La Secretaría de Salud y el Instituto de Fisiología Celular financiaron su viaje al sitio con la esperanza de que aportara nuevos y relevantes datos para su investigación. Justo se adentró en una remota y miserable comunidad en Sierra Leona, para entrevistarse con los padres del niño y con los doctores que lo habían traído al mundo. Y lo que ellos hicieron fue prácticamente describir, palabra por palabra, todo lo que él había vivido años antes en Monterrey. Pero aunque logró aterrizar más teorías sobre el origen genético de la enfermedad, al regresar Justo se sentía exactamente igual que cuando se había ido. Las pesadillas lo seguían atormentando, y él no hallaba en ningún lado la respuesta. ¿Cómo hacer que aquel terrible sufrimiento pudiera evitarse?

El tercer caso llegó mucho antes de lo que cualquiera hubiese previsto. Esa vez fue en Indonesia. Ya para entonces Justo estaba obsesionado, y la impotencia de sentir que no avanzaba pesaba sobre sus hombros como una piedra de mil toneladas. El patrón era el mismo: padres con el gen en forma recesiva, ausencia total de la epidermis y muerte dentro de los primeros minutos de vida. Muchos colegas le habían hecho saber que, al igual que con muchas enfermedades congénitas, los efectos no podían ser reversibles y que no había nada más que hacer.
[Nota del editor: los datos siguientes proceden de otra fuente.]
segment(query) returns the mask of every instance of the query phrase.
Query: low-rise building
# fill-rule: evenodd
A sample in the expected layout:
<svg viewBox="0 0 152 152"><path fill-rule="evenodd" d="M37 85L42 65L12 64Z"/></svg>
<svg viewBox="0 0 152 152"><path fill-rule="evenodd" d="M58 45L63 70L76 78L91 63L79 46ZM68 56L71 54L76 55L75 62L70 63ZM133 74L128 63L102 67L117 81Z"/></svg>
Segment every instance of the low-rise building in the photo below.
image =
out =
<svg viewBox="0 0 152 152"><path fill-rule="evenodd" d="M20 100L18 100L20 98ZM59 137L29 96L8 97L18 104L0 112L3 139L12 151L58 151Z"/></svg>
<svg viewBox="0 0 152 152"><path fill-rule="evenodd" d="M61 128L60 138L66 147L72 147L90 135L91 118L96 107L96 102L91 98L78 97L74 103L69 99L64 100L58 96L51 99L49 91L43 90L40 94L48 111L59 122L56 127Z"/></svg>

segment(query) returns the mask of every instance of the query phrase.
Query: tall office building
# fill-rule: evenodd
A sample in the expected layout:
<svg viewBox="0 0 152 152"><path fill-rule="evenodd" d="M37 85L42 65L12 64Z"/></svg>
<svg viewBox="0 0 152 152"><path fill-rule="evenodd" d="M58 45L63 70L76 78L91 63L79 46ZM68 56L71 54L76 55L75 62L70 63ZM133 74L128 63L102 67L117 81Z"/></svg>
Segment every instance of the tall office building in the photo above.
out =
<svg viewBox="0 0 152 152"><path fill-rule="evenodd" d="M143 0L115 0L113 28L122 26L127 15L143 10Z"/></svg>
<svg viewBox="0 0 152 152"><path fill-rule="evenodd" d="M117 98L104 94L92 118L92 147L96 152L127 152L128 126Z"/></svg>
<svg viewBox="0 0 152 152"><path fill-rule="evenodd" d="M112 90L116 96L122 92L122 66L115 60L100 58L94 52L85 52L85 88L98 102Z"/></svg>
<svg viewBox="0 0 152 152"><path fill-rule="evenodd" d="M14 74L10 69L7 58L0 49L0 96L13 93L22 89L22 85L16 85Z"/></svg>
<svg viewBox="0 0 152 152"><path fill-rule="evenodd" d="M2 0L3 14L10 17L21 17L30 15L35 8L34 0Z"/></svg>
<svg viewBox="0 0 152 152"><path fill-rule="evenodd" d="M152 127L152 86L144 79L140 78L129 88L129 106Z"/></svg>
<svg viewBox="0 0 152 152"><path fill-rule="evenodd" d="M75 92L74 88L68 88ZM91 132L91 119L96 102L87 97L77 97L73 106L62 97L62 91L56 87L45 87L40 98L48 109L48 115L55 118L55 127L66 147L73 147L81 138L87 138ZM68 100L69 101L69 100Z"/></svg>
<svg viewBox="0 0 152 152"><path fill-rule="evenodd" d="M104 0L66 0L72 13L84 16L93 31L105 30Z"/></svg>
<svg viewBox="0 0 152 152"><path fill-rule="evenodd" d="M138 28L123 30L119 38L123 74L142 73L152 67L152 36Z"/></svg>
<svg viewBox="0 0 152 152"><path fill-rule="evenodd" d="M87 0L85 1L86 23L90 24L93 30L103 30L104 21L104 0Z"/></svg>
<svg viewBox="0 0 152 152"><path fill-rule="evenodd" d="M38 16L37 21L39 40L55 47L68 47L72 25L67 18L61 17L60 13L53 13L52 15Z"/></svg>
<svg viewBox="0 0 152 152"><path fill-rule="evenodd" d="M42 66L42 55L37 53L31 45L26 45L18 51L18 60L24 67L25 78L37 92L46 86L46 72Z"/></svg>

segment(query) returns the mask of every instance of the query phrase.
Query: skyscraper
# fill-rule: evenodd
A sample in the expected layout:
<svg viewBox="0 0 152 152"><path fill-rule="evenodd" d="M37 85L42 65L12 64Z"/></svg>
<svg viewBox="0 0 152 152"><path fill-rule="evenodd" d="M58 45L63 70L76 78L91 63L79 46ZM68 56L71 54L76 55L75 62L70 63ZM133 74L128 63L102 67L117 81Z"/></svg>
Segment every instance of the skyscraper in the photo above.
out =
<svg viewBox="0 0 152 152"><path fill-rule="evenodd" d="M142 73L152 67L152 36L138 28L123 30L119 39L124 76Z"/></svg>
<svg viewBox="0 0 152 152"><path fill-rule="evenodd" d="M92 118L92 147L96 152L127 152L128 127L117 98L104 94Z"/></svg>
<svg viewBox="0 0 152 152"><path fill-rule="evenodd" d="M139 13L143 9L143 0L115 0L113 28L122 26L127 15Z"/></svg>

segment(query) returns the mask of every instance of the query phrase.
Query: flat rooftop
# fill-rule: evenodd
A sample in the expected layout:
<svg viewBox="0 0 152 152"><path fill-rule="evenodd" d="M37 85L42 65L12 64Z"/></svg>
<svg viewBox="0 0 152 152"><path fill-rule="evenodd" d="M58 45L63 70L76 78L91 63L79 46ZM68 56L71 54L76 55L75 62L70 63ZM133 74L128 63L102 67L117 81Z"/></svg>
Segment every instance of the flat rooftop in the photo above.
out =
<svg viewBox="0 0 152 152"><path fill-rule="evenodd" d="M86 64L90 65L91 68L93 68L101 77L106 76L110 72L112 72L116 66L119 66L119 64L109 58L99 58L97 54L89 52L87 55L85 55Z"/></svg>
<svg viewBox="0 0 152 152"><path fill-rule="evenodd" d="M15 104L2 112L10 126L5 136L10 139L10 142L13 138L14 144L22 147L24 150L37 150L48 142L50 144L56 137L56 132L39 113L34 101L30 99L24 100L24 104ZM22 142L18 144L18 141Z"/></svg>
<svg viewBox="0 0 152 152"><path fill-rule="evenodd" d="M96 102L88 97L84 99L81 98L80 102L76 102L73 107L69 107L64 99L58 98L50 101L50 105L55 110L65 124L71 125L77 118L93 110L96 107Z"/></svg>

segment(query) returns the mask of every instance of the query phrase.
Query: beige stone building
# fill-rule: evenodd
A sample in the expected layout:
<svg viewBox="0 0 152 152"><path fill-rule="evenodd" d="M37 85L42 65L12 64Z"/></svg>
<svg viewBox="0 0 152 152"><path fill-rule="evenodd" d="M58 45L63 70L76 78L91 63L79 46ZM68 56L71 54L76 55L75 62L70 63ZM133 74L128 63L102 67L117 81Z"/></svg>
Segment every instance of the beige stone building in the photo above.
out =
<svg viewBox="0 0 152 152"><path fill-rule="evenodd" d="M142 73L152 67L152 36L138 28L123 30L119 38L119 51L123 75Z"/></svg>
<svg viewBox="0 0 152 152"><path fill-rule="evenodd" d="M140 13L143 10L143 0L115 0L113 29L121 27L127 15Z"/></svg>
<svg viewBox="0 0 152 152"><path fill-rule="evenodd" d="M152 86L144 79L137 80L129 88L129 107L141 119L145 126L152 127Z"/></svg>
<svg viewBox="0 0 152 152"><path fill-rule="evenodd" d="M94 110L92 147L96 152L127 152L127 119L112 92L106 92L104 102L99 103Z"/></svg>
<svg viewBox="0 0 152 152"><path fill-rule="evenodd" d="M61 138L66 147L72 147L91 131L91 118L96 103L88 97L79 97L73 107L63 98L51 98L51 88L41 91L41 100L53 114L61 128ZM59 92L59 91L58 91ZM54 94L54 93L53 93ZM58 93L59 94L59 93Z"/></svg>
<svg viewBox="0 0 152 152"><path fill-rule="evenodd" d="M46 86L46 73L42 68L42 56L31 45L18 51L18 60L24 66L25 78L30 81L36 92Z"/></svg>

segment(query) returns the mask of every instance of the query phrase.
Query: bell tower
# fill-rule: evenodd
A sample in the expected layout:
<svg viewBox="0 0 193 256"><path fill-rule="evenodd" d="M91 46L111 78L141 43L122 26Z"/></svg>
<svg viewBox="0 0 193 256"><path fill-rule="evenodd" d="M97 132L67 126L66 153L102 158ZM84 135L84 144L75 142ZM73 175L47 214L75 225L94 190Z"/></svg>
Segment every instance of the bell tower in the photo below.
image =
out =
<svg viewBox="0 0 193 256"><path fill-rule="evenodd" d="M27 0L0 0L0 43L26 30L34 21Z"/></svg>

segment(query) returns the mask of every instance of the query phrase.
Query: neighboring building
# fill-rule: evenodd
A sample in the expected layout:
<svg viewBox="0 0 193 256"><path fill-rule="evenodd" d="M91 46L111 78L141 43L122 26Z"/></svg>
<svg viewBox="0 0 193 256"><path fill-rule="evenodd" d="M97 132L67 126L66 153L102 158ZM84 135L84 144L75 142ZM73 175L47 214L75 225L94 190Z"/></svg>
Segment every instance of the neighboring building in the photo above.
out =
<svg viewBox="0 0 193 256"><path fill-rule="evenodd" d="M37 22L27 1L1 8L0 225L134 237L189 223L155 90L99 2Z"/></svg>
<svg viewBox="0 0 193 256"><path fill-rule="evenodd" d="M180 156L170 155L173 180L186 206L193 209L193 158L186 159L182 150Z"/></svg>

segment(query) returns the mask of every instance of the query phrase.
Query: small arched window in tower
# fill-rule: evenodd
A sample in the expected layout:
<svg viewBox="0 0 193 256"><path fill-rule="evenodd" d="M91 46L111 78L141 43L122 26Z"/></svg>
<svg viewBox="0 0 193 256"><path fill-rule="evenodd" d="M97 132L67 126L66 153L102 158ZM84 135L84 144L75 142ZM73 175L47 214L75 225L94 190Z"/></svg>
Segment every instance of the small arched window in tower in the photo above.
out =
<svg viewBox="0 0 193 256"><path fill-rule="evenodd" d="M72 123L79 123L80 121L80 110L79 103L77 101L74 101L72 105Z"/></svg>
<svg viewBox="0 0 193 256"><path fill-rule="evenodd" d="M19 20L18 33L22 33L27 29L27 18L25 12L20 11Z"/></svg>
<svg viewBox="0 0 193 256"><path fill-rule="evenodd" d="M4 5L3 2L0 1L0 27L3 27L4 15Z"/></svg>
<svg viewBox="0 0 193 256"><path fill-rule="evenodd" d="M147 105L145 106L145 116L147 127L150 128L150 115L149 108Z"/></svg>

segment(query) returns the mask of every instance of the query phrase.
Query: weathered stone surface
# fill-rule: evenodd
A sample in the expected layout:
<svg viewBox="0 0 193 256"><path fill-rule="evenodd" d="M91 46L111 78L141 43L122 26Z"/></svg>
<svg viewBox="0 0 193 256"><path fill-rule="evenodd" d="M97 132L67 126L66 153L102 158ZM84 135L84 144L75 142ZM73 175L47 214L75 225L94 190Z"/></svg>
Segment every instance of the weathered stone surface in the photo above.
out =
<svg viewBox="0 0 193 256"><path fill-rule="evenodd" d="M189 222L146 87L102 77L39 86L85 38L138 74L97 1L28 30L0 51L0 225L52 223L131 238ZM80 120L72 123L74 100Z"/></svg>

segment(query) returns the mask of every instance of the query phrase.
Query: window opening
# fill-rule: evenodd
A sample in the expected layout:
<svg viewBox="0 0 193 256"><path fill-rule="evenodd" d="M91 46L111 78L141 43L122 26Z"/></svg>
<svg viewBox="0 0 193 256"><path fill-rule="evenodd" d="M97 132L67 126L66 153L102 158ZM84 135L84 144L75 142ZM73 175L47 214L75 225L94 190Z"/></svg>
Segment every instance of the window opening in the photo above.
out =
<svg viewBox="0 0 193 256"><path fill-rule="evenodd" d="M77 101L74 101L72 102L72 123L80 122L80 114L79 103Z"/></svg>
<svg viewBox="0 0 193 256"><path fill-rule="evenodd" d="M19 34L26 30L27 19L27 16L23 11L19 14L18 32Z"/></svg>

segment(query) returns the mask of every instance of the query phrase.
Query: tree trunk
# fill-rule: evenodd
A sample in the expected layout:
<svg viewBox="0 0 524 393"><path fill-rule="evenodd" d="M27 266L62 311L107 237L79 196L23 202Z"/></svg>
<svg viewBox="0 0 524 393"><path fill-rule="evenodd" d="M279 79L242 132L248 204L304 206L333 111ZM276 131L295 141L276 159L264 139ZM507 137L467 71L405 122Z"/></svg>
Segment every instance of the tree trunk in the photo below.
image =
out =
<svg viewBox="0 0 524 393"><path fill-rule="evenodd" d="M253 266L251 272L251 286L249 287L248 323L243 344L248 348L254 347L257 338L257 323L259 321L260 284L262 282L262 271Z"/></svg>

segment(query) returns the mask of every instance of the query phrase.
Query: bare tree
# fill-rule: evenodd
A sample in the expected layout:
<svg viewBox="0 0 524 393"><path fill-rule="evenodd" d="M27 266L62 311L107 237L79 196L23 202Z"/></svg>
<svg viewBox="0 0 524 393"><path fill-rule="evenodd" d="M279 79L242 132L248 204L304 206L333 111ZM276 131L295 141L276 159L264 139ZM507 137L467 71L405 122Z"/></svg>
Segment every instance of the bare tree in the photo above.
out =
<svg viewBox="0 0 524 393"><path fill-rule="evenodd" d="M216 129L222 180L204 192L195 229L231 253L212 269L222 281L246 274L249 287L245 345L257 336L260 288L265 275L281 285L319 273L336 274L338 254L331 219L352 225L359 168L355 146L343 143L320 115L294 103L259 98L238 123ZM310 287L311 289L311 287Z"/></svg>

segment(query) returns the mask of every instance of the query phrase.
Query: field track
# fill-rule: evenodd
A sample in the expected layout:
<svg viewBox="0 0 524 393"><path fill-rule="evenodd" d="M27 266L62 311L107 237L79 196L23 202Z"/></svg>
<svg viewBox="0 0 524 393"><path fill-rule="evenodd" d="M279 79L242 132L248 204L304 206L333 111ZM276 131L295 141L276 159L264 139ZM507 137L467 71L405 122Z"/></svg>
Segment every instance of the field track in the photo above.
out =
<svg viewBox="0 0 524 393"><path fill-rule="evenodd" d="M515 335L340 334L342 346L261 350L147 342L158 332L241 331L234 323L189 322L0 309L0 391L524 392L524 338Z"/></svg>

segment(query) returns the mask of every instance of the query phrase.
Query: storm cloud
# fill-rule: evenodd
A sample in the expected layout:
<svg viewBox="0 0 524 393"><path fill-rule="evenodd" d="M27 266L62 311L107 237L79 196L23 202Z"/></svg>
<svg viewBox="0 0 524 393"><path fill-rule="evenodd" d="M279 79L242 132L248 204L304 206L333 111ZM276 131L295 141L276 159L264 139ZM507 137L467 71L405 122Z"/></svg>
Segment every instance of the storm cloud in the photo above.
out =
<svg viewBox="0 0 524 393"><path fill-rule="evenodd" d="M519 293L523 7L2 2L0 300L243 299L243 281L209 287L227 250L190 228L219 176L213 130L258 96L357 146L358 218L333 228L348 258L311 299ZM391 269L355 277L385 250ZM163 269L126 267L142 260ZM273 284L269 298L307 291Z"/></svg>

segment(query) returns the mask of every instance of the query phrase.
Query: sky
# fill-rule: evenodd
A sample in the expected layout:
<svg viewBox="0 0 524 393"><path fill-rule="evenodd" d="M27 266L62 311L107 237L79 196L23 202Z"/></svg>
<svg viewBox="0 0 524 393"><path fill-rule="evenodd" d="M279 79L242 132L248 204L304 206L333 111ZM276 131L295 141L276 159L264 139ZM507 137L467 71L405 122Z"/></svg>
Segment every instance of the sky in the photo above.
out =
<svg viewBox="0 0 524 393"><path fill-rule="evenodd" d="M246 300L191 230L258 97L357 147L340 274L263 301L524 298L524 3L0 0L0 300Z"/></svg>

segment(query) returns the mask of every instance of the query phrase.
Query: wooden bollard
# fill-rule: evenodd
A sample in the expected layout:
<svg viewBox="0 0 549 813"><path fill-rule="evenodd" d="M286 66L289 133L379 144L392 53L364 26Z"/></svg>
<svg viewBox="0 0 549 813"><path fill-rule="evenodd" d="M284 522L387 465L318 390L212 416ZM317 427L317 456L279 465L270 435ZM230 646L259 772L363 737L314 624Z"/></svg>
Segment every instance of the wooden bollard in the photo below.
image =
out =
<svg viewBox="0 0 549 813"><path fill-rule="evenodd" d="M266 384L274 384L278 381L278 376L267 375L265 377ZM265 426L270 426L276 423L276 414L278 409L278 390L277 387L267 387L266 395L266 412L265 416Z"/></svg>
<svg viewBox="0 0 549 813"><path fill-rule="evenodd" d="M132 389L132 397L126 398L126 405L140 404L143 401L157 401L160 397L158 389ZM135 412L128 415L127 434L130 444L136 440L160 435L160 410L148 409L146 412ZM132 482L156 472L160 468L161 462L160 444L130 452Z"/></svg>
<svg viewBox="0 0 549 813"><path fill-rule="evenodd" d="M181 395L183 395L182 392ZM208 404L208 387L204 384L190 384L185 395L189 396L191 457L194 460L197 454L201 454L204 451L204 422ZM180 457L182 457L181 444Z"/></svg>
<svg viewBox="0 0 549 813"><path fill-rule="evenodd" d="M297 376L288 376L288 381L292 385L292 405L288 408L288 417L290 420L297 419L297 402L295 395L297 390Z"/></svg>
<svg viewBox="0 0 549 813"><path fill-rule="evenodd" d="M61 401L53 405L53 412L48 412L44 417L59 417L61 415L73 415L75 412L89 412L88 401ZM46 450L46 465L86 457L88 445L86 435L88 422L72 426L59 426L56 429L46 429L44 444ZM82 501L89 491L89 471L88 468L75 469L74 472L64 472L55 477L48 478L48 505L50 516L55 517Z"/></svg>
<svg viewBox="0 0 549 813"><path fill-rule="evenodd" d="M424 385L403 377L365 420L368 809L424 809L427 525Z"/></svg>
Varios de sus colaboradores abandonaron su investigación, tachándola de ser una causa perdida. Pero Justo no podía olvidarse de ello aunque quisiera; las pesadillas jamás se lo permitirían. Tenía que hacer que se detuvieran, a como diera lugar.

La terapia génica para tratar la epidermólisis bullosa clase cuatro ―o E.B. 4, como él la había llamado―, comenzó a cobrar forma durante uno de sus múltiples insomnios provocados por el café y las bebidas energéticas. La visualizó en su mente y, al darse cuenta de que quizás estaba yendo por buen camino, se apresuró a escribir atrabancadamente todo cuanto se le vino a la cabeza. Todo fluyó de maravilla en un principio, al menos hasta que Justo se dio cuenta de que, para poder aplicarla en un futuro, necesitaba un sujeto de pruebas: un paciente sano en el que pudiera experimentar los efectos y posibles beneficios de dicha terapia. ¿Cómo encontraría a alguien dispuesto a llevar a cabo semejante encomienda, considerando los riesgos y el hecho de que gran parte de sus compañeros lo veían como un callejón sin salida?

Y mientras Justo se debatía entre nociones médicas, éticas, científicas y morales, en la habitación contigua Andrés dormía profundamente, soñando que yacía sobre nubes de algodón, acurrucado entre los brazos del gran amor que había perdido.